Poetry Alive!

A MERE JEST

Once upon a time there was a jester who jumped
into the busy court of Camelot, who surprised all
as he presented himself with his shoes ringing a
tune, bells entrancing those gathered to be both
entertained and harangued, as the sharp sword
was swung from great heights, as he bade the bird
tweeting on his shoulder to carry out his messages,
the court messenger pigeons all baked in a pie, until
only a few feathers were left, reminding those gathered
in awe, how quickly the world can be turned and how
easily suborned those courtiers could be, hanging on every
word of those who strode the shiny flagstones, cleaned
of sweat and blood over successive dynasties.

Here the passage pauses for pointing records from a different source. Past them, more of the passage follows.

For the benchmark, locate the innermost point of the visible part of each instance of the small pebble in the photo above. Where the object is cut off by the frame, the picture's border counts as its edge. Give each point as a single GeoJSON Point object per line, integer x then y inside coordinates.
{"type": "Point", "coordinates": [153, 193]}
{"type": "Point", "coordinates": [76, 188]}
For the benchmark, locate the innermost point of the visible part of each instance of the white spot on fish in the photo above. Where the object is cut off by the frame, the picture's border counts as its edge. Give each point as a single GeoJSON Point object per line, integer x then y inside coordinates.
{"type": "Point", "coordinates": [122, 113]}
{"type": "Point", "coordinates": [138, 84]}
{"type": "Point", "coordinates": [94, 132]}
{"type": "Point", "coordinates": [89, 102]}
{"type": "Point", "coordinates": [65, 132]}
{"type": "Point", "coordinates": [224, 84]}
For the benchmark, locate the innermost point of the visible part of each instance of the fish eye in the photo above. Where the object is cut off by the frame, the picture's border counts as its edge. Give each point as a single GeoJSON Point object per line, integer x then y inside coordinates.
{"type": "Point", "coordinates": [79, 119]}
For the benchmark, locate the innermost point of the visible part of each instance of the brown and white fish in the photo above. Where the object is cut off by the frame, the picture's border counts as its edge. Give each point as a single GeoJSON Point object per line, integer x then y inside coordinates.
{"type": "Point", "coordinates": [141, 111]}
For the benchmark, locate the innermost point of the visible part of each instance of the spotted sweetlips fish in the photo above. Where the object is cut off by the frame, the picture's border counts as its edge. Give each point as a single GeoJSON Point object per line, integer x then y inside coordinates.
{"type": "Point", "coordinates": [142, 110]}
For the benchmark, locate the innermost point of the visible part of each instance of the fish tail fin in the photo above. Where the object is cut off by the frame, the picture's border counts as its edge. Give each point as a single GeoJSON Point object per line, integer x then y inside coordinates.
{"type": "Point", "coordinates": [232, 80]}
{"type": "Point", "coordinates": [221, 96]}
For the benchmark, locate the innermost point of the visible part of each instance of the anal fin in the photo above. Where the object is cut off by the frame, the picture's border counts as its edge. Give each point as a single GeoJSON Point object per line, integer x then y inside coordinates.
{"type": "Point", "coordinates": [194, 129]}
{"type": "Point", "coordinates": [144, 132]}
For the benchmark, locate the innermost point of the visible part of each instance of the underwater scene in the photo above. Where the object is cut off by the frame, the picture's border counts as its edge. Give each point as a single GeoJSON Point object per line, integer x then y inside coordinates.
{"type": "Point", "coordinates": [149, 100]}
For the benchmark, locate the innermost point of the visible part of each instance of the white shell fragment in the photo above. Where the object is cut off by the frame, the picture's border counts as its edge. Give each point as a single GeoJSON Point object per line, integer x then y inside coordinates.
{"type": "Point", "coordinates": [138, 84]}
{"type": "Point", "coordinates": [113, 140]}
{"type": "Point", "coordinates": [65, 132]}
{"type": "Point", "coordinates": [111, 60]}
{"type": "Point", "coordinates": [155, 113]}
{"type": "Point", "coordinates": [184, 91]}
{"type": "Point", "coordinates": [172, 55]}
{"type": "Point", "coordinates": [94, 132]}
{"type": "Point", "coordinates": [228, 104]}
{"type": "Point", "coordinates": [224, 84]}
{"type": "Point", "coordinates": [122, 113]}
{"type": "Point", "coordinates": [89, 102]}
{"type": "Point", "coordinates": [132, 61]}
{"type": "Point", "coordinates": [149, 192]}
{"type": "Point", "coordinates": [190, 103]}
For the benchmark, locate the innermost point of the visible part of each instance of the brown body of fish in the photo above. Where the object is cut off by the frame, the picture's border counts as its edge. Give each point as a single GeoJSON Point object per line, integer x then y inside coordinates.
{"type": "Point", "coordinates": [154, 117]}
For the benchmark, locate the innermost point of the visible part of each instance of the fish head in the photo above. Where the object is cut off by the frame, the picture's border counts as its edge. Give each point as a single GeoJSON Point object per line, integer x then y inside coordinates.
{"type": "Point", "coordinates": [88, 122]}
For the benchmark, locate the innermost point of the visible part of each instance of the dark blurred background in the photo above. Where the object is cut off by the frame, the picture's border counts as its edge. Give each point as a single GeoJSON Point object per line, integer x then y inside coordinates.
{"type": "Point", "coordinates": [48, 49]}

A jester morphed from a king in another court where subjects 
were hired and fired in the fawning crowd that was a
place of vicarious life and death, a king who became a
clown for sale, to entertain any court in the land, brought
with him a bag of tricks never seen before, stories beyond
belief, a bird that never slept, tweeted into the dawn and
spoke to the world at large, just to avoid confusion.

Camelot was his new destination, where he could impose
as imposter, to see if the court could find his guise, as he
paraded as jester, not a king in new clothes invisible to
mere mortals, as he wove narratives and displayed tricks
never seen before by those in awe, obesience like crowds
who attended in the presence of Stalin’s Kremlin where a
blink was disrespectful, rewarded with total disappearance.
 

Shame was heaped on this clown king jester, as he
stumbled but no-one saw, too polite to say, knowing that
they too were disposable at a word from the bird that never
slept, but the bird droppings, usually a sign of good luck,
heaped up on his shoulders, his coiffure, and the smell was
in the air, even when the court was empty.

Eventually the shiny flagstones were vacated, the jester had

run out of tricks, of crowds, it was going to be a game of

patience
but the pack was thinning, and he could no longer read
the cards in his blindness, ears drowned and empty from
the screams that once used to keep him awake. Oh how
the mighty and the flighty are fallen. The jester morphed again, a little boy, his toys taken and his hissy fits ignored.